国産ブランド確立のために見習うトヨタモデル

中国では、かつては単なる交通手段にすぎなかった自動車は、いまや富や身分を象徴する記号となった。BMWやメルセデスなど、輸入高級車へのブランド志向は強まるばかり。それは国が豊かになった証拠でもある反面、中国の自動車産業を思えば手放しで喜ぶことはできない。

北京分公司の代表を務める梅は、自動車業界を専門とするコンサルタントであり、外資系ブランド車全盛の現状を憂うひとりだ。「中国メーカーが低価格路線から脱出し、中高級車市場に参入するためにはブランド構築が欠かせない。外資系ブランド車がシェアを拡大するなか、ことは急務を要しますが、だからといって一朝一夕でできるものではありません」

梅は、トヨタを例に話を続ける。「フォルクスワーゲンとGMが独占していた市場を突破し、著しい成長を遂げています。車の品質やデザインはもちろんですが、トヨタの素晴らしき企業文化が中国で認められているということでしょう。その精神に賛同した優秀な人材がトヨタに集まり、そこでさらに力をつけていく。人材の成長が、企業の成長を支えているんですね。これこそ、企業が持つブランド力あり、消費者から厚い信頼を集める源なのです」

梅の見解によれば、トヨタは丹念にブランド力を磨き続けることによって、単なる自動車メーカーではない存在になった。この点を、中国の自動車産業は何より見習うべきだという。目先の利益に走らず、製品の質を高めることで市場から信頼を得ること――ブランドマークを外してしまえばどこのメーカーの車なのか判別できないような、模倣品まがいのものを作っていては、いつまでたっても世界に通用する独自のブランドを確立することは出来ない。梅は、そこを何より危惧している。

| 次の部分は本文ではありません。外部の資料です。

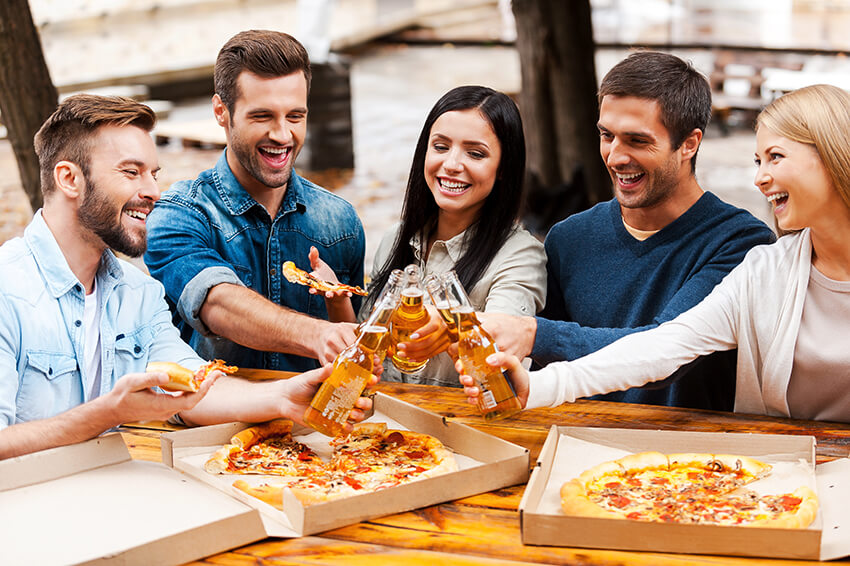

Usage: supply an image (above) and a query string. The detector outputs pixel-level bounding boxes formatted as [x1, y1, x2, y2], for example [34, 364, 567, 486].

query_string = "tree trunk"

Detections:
[0, 0, 58, 210]
[512, 0, 612, 233]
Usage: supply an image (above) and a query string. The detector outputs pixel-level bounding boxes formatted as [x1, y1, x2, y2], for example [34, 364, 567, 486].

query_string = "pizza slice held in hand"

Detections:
[283, 261, 369, 297]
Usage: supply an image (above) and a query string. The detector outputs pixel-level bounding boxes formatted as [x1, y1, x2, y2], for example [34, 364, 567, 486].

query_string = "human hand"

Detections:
[396, 305, 452, 362]
[281, 364, 378, 432]
[103, 370, 219, 424]
[308, 246, 351, 301]
[477, 312, 537, 359]
[455, 352, 529, 408]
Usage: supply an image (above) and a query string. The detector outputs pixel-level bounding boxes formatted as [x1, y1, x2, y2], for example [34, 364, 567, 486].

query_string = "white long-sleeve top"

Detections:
[527, 229, 812, 417]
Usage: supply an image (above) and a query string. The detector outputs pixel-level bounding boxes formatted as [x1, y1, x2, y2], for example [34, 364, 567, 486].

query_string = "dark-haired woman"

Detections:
[368, 86, 546, 387]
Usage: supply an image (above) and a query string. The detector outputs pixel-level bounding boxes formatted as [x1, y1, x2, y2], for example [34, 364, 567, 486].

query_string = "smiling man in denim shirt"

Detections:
[145, 30, 365, 378]
[0, 95, 371, 459]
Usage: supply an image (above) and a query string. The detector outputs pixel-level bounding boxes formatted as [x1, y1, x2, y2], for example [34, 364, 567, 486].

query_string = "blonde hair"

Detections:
[756, 85, 850, 213]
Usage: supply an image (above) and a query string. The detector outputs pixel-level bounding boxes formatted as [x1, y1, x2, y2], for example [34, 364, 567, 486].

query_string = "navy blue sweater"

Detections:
[531, 193, 775, 410]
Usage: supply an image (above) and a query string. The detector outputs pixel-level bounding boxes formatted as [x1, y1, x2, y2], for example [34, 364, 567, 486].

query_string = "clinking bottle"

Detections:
[390, 264, 429, 374]
[304, 293, 399, 436]
[443, 271, 522, 420]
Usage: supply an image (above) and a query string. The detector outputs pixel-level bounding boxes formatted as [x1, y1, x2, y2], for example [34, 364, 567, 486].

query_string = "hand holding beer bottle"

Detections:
[304, 293, 399, 436]
[432, 271, 522, 420]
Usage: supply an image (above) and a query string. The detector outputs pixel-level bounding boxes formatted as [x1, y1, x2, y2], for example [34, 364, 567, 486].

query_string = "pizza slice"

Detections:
[283, 261, 369, 297]
[145, 360, 239, 393]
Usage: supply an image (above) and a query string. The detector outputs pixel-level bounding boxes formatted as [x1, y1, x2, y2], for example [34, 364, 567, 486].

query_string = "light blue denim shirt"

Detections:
[145, 150, 366, 371]
[0, 211, 202, 428]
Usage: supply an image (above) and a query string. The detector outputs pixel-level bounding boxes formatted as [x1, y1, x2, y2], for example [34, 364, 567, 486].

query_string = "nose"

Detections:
[269, 117, 292, 144]
[602, 139, 629, 169]
[753, 163, 773, 192]
[443, 148, 463, 173]
[139, 174, 162, 206]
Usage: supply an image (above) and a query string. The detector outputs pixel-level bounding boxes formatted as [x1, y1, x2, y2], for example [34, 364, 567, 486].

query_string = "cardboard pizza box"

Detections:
[519, 426, 850, 560]
[161, 393, 529, 537]
[0, 433, 266, 565]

徹底的なマーケティングを行うことで市場ニーズを掘り下げ、製品開発に成功してきたのが日本の自動車産業だ。近年、中国においても、多くの国産メーカーが消費者を細分化することで特徴のある車作りを進めるようになってきている。消費者層ごとに異なるニーズを分析し、中国人が求める自動車を作り出すことが、今後の国産メーカーの生き残りと発展につながるのだと梅は見ている。

開発や販売、およびサービス戦略など、NRIは自動車業界において幅広くコンサルティング業務に関与している。とりわけ課題が多いサービスの分野で、数多くの実績を残してきた。販売ディーラーの顧客流出を食い止めるためには、アフターサービスの充実が欠かせない。細やかなマーケティングに基づく施策でサービスショップへ顧客を囲い込み、長期的な優良顧客の獲得につなげる戦略立案を、NRIは提供し続けている。顧客とメーカーとの信頼関係が、国産ブランドの確立につながるのだと強く信じる梅は、中国自動車産業のために、今日も身を尽くすのだ。

自動車のブランディングには長期的戦略が必要なのと同様に、コンサルタントとしての信頼も地道な下積みが大切だと梅はいう。「自分を磨き、研鑽を積むことによってのみ、自分というブランドを作り上げることができるものなのです」 北京事務所代表として、自らをブランディングできる新しい力を、梅は求めている。